A district attorney or prosecutor has the discretion to decide which crimes should be charged. In a typical case, the police investigate a crime and send a report to the prosecutor. The prosecutor then must decide whether to bring criminal charges against the subject of the investigation. First, the prosecutor analyzes the case to determine if it is legally sound. The case must not have any obvious defects that will get it thrown out of court, such as violation of the defendant's constitutional rights or destruction of evidence crucial to the defense. Next, the prosecutor decides if there is adequate and reliable evidence of the person's guilt. The prosecutor must determine that the amount of evidence, and the quality of evidence, makes conviction probable. If offering a plea, such as an agreement by the defendant to undergo drug treatment in return for a suspended sentence, is appropriate, the prosecutor may prefer to dispose of the case in this manner. Additional factors which may influence the prosecutor's decision include the defendant's culpability, which may be lacking because he or she acted out of a worthy motive or has mental defects. Finally the prosecutor must decide if he has the resources to pursue the case or if it is a low priority for that particular office.
Many prosecutors are elected officials and as such can be voted out of office if the public does not like the emphasis of their office. Some prosecutors, for instance, may focus most of their efforts and the office's resources combating property crime, while others may focus on domestic abuse. If the electorate does not like the particular goals of the prosecutor, it can end the practice by failing to reelect the individual or by seeking to have them removed from office.

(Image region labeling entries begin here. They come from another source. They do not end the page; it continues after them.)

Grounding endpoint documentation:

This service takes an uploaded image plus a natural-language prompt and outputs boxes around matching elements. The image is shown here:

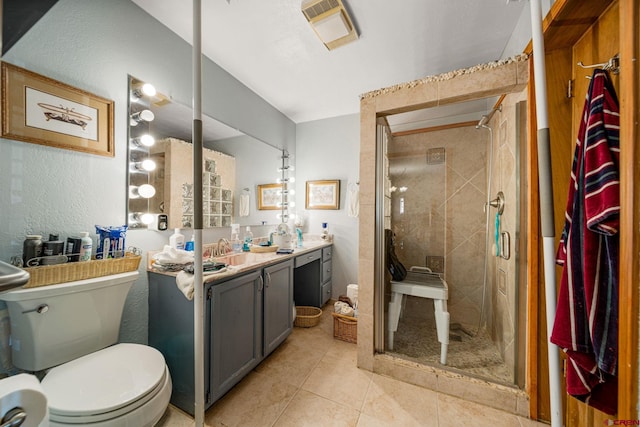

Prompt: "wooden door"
[528,0,640,427]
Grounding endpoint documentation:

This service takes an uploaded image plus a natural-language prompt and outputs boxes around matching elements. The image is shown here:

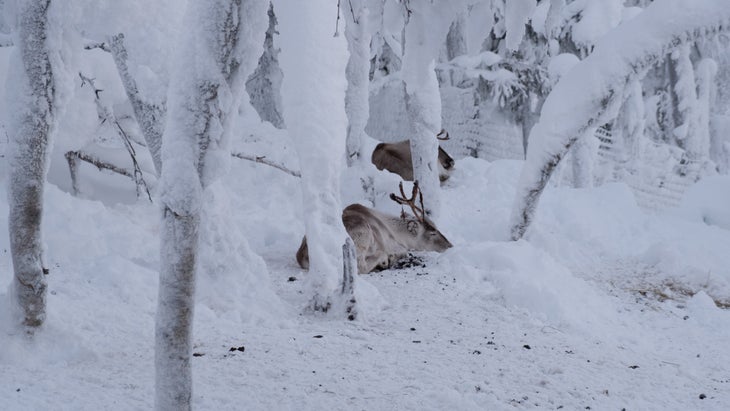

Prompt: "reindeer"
[370,129,454,182]
[297,181,452,274]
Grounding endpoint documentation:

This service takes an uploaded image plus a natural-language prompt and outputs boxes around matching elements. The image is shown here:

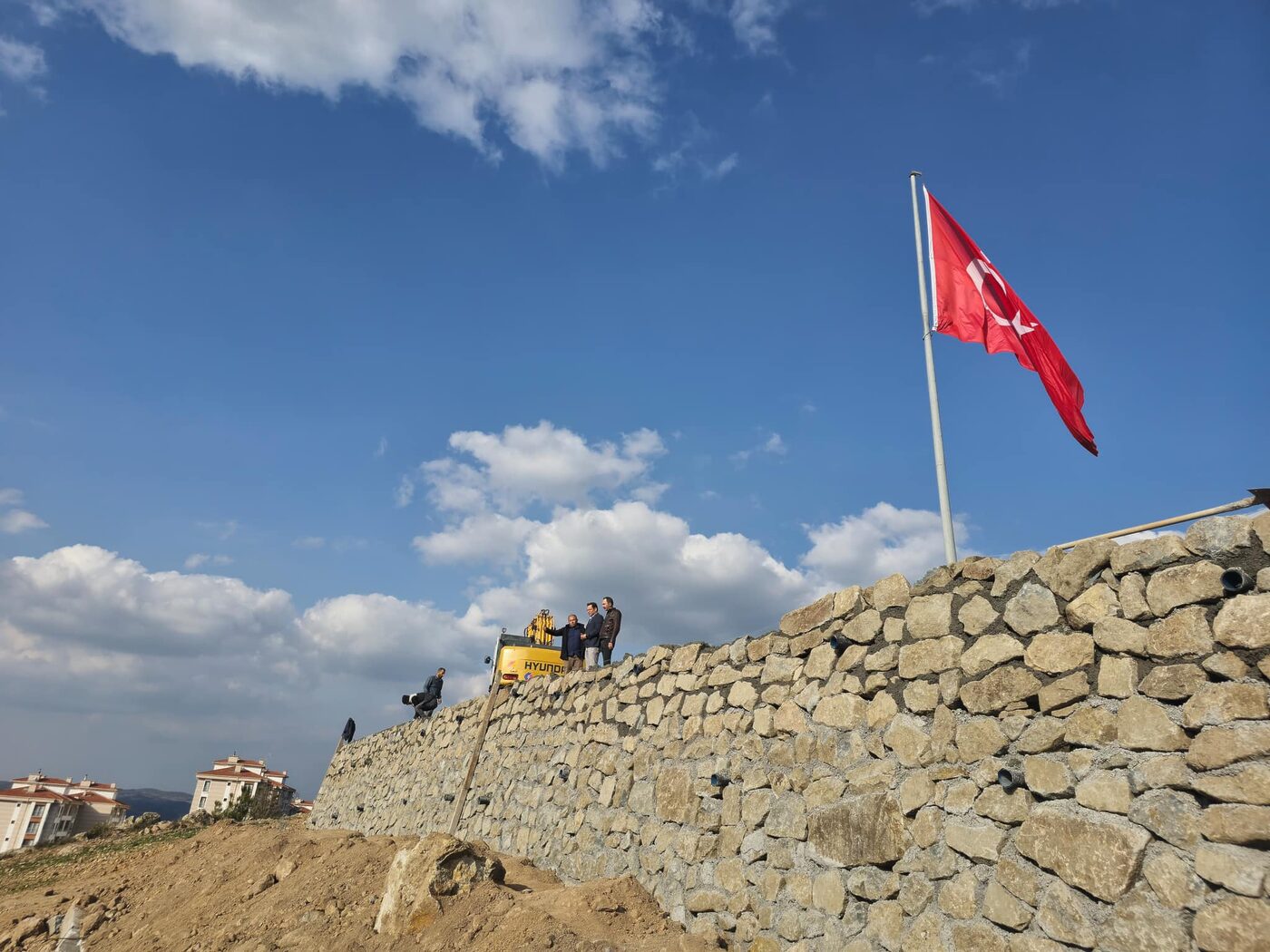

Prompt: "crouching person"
[401,667,445,720]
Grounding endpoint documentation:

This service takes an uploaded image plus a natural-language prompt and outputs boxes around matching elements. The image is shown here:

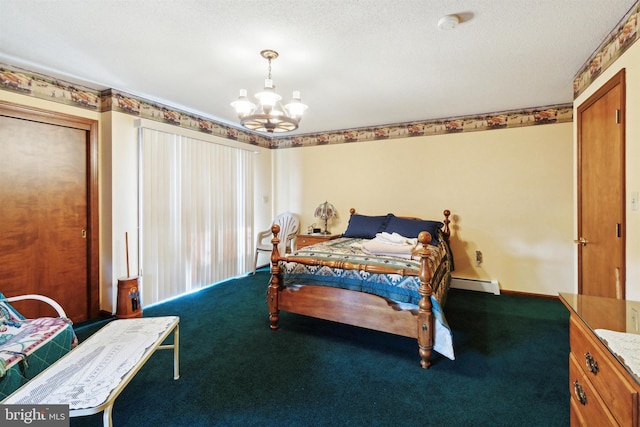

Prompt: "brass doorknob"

Probation is a criminal sentence; parole is one way of completing a criminal sentence of incarceration. In most jurisdictions, first-time offenders are considered for probation, particularly if their offense was nonviolent. A person placed on probation is typically given a jail or prison sentence that is suspended as long as the person abides by the terms and conditions of probation. Common terms require the person to contact a probation officer once a week and to work, go to school, or look for work. Other terms can include required attendance at alcohol treatment or narcotic-abuse programs and educational classes on such subjects as anger management or good driving. The length of probation and its terms are enumerated at the sentencing and once the person has completed the terms of probation, he or she is free of court supervision.
Typically, an offender has been sentenced to an indeterminate or range of years in prison. After the offender has served the minimum amount of time authorized, the parole board decides if the offender is ready to be released from incarceration to finish out the sentence on parole. Parole boards consider the nature and seriousness of the crime, the views of the victim, the progress the offender made in prison, how crowded the prison is, and whether the offender has a someplace to go in the community. If parole is granted, the offender will have to abide by terms and conditions similar to those for probation for a specified period of time. If he or she completes the parole period, the criminal sentence is discharged.
Both probation and parole can be revoked if the offender commits another crime or seriously violates one of the conditions of release. The revocation proceeding requires written notice to the offender, an opportunity to explain and call witnesses, an impartial decision-maker, and a written decision stating the reasons for revocation. If parole is revoked, the parolee goes back to prison and serves the remainder of his or her sentence in jail or prison.